A convite do iG, Mônica acompanhou a equipe de reportagem em visitas às escolas de Jussari, localizada a 80 quilômetros ao sul de Ilhéus. Ela se impressionou com a descrença de alunos e professores. “Os estudantes não se sentem parte da escola. Os professores não têm compromisso com os alunos”, diz.
Os municípios visitados são apenas exemplos que se repetem em todo o País. Na Bahia, Mônica ressalta que o descaso com a educação é histórico. “As disputas políticas afetam muito o trabalho de gestão das secretarias municipais e acabam chegando às escolas, como ocorre em Jussari. Isso é cruel com os estudantes”, analisa.
Mudanças de postura
A última pesquisa coordenada por Mônica – Caminhos do Direito de Aprender – analisou municípios que foram mal avaliados e conseguiram melhorar o desempenho. Em todos, a vergonha de estar na lanterna os fez mudar. Em Apuarema, município com pior nota na 4ª série, professores e diretores envergonhados sentem o peso de estar no final da lista.

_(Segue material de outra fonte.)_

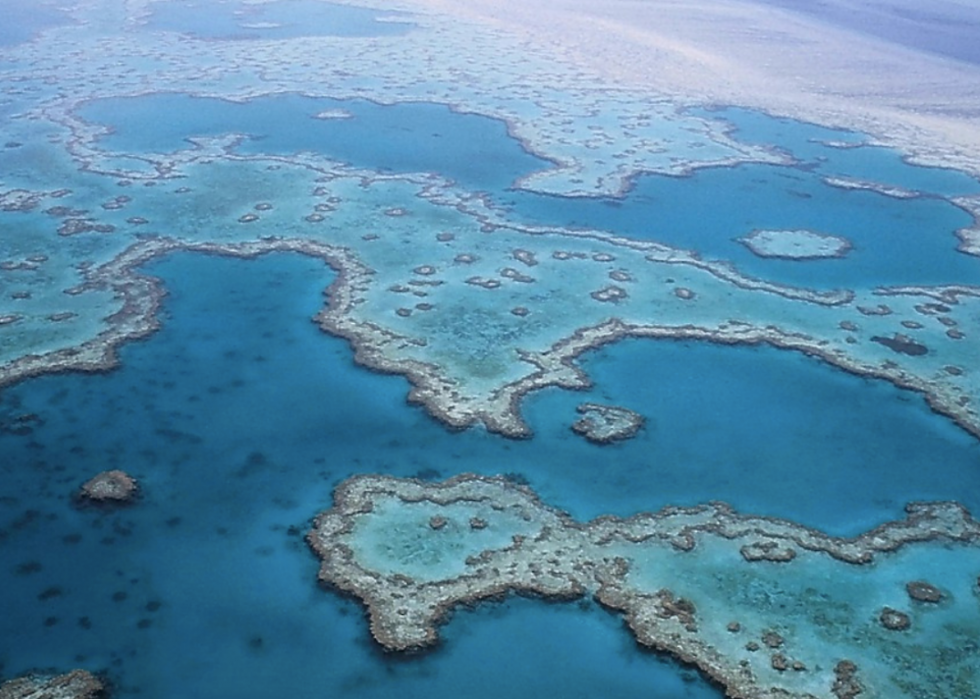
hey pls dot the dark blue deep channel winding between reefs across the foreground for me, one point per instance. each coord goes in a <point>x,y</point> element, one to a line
<point>239,417</point>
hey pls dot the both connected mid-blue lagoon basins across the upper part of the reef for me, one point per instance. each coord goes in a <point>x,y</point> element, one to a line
<point>895,241</point>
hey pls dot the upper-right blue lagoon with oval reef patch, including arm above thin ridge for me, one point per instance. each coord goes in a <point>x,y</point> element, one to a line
<point>896,241</point>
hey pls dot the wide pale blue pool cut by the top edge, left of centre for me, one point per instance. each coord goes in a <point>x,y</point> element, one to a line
<point>283,19</point>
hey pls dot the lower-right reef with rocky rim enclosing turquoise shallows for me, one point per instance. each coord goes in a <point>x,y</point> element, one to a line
<point>767,608</point>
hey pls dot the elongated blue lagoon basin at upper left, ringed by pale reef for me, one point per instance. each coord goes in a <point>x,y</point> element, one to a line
<point>474,151</point>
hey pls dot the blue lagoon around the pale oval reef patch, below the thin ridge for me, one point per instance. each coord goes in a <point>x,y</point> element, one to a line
<point>732,202</point>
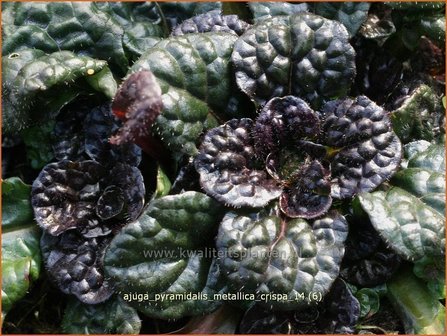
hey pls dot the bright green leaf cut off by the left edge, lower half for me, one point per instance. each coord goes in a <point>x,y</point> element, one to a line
<point>21,260</point>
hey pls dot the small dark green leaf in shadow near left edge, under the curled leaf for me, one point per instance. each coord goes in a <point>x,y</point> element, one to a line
<point>38,142</point>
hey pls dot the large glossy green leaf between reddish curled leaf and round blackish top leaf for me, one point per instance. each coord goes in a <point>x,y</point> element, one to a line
<point>195,76</point>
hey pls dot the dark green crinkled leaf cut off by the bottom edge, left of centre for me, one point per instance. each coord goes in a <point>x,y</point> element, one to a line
<point>111,317</point>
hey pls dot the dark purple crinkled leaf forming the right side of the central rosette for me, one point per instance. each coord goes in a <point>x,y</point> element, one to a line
<point>367,150</point>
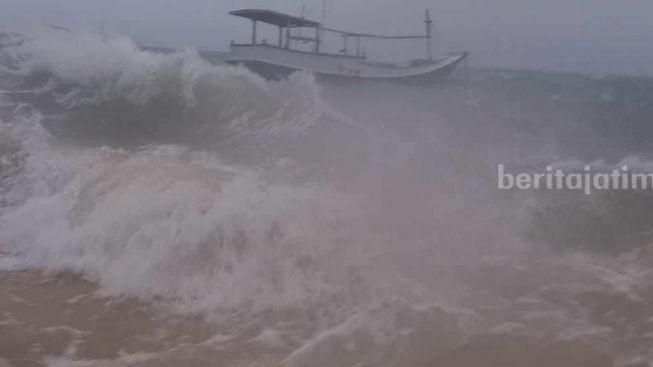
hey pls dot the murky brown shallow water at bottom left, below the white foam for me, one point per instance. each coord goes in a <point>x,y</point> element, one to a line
<point>59,320</point>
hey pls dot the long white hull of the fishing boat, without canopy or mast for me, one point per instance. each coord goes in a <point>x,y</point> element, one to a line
<point>277,63</point>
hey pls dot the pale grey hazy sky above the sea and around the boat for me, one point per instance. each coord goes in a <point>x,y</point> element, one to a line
<point>587,35</point>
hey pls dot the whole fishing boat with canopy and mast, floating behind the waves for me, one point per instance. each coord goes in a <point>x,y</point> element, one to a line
<point>290,54</point>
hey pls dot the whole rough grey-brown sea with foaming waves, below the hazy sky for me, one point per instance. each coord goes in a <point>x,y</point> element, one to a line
<point>159,210</point>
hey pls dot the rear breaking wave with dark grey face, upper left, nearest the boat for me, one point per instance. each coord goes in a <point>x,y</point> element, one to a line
<point>107,89</point>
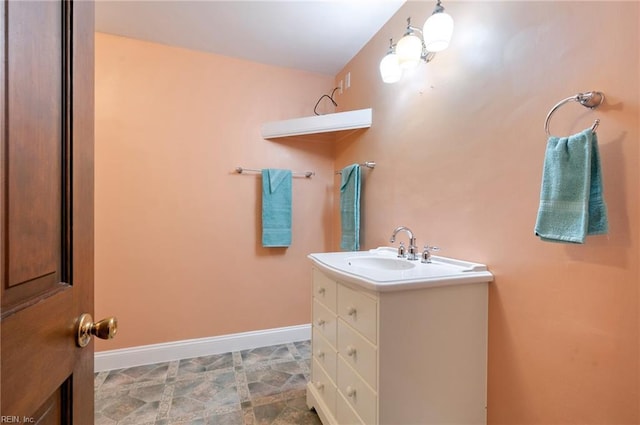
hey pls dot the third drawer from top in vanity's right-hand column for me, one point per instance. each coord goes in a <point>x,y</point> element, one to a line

A falta de infraestrutura física das escolas, os problemas socioeconômicos dos municípios, os recursos escassos para investimentos em professores e colégios e a pouca participação dos pais na vida escolar dos filhos não impediram que gestores e educadores cruzassem os braços.
“Espaços adequados e limpos e bons materiais são direitos. As escolas não resolverão sozinhas todos os problemas sociais de onde estão inseridas. Mas os profissionais da educação não podem se isentar da responsabilidade que têm e deixar de buscar alternativas para que os alunos aprendam”, pondera Mônica Samia. Em Boa Vista do Tupim, a postura dos profissionais foi essencial nesse processo.
Especialista em formação de professores, Mônica critica a naturalização do fracasso escolar. “As escolas serem ruins e meninos não aprenderem é mais natural para o País do que eles irem bem. Essa cultura nociva está enraizada nas pessoas. Com a divulgação de resultados, isso está sendo rompido, porque aparece para a sociedade”, analisa.
Eni Bastos, superintendente de Avaliação da Secretaria da Educação do Estado da Bahia, concorda. “Desde que o Ideb foi criado, a imprensa, a sociedade, as famílias acompanham o desempenho das escolas, querem saber se elas estão bem ou não. É importante termos uma avaliação externa, que possamos definir políticas para melhorar”, afirma. A superindente diz que os resultados nada confortáveis dos municípios baianos fizeram com que a secretaria estadual decidisse ajudá-los a melhorar.
Segundo Eni, serão realizados encontros com os gestores municipais para explicarem a importância e o funcionamento do índice este ano. Depois, eles pretendem organizar cursos de capacitação para os gestores e os professores. “Não vamos conseguir melhorar a rede estadual se não trabalharmos com a municipal. Precisamos identificar as dificuldades deles o quanto antes, para que eles aprendam”, defende.